ST latest Optee release is still the 3.16.0-stm32mp, so my question if they are ways to tweak optee and remove bottlenecks to obtain better PKCS11 performance ?

    This topic has been closed for replies.

    4 replies

    AZaki.2Author
    Explorer
    March 27, 2023

    I asked on the mainline Optee-OS github same question:

    https://github.com/OP-TEE/optee_os/issues/5918

    There is a related issue:

    https://github.com/OP-TEE/optee_os/issues/5915

    But this problem looks like related to STM32MP1 and ST Official BSP

    Technical Moderator
    April 3, 2023

    Hello @AZaki.2​ ,

    This PKCS11 use case performance issue is a known limitation specific to the STM32MP15.

    The performances are impacted by the OP-TEE pager, which is function of the tasks that OP-TEE has to do in parallel. As an example, this is not the case on STM32MP13 that does not work with the OP-TEE pager.

    To enter more in details, we will not have a complete workaround to upgrade performances a lot. However, reducing the workload of OP-TEE can limit the degradation. Removing the debug from OP-TEE will already increase the performances.

    If you do not use the M4 coprocessor, you can as well use the M4 dedicated memory to allocate it to OP-TEE, and then have better result concerning key generation.

    I hope that these information will help you to go forward.

    Kind regards,

    Erwan.

    AZaki.2Author
    Explorer
    April 3, 2023

    hello @Erwan SZYMANSKI​,

    luckily the M4 is not required for my application, how can I allocate the M4 memory to Optee ? is this change required only in u-boot or it's also necessary to change other BSP components ?

    Thank you for your support.

    Best reagrds

    Technical Moderator
    April 5, 2023

    Hello @AZaki.2​ ,

    You can find some information concerning memory mapping on the wiki, like on this article for example: https://wiki.st.com/stm32mpu/wiki/STM32MP15_RAM_mapping

    Just as information, I reproduced a test on STM32MP135F-DK board to have a comparison.

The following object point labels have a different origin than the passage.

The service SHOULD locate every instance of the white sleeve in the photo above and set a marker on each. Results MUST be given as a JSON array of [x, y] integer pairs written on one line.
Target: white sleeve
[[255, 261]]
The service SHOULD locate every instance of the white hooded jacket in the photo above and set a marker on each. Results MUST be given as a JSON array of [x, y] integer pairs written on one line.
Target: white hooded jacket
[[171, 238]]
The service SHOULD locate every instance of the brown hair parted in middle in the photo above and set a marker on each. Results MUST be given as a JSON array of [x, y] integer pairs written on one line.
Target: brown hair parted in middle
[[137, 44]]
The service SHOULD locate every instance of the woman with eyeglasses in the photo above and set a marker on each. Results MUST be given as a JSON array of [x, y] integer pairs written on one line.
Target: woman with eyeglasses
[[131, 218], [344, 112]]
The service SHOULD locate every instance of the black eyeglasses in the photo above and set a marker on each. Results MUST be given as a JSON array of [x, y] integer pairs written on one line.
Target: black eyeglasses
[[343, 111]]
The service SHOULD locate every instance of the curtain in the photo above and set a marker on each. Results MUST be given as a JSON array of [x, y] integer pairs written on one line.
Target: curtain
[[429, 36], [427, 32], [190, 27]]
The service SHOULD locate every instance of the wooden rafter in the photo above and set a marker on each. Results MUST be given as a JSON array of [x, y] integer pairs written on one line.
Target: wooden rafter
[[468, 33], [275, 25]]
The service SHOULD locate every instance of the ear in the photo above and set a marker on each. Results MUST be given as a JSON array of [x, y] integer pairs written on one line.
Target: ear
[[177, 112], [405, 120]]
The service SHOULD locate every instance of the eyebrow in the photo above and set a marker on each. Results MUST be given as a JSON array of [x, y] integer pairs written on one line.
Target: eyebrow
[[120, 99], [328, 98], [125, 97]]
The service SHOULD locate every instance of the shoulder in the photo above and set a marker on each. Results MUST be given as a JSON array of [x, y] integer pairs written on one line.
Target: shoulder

Find below the results:

    root@stm32mp13-disco:~# 12341234 --keypairgen --label testkey --key-type EC:prime256v1

    -sh: 12341234: not found

    root@stm32mp13-disco:~# time pkcs11-tool --module /usr/lib/libckteec.so.0 --label testtoken --login --pin 12341234 --keypairgen --label testkey --key-type rsa:2048

    Using slot 0 with a present token (0x0)

    Key pair generated:

    Private Key Object; RSA 

     label:   testkey

     Usage:   decrypt, sign

     Access:   sensitive, always sensitive, never extractable, local

    Public Key Object; RSA 2048 bits

     label:   testkey

     Usage:   encrypt, verify

     Access:   local

    real  0m 5.63s

    user  0m 0.00s

    sys   0m 4.57s

    root@stm32mp13-disco:~# time pkcs11-tool --module /usr/lib/libckteec.so.0 --label testtoken --login --pin 12341234 --keypairgen --label testkey --key-type ec:prime256v1

    Using slot 0 with a present token (0x0)

    Key pair generated:

    Private Key Object; EC

     label:   testkey

     Usage:   sign, derive

     Access:   sensitive, always sensitive, never extractable, local

    Public Key Object; EC EC_POINT 256 bits

     EC_POINT:  044104179f72afa2693f3fe356fa652cd60379fb235415b19d5ed82ac82a26a91ae5ed1b24be2ceee5acff702fe77d71bbcb37438a278ebcabb69ef30ef660ac877a41

     EC_PARAMS: 06082a8648ce3d030107

     label:   testkey

     Usage:   verify, derive

     Access:   local

    real  0m 0.97s

    user  0m 0.01s

    sys   0m 0.20s

    Kind regards,

    Erwan.

    Graduate
    May 9, 2023

    How much time you are taking to generate rsa 204 bit keys in U5 with inbuilt PKA?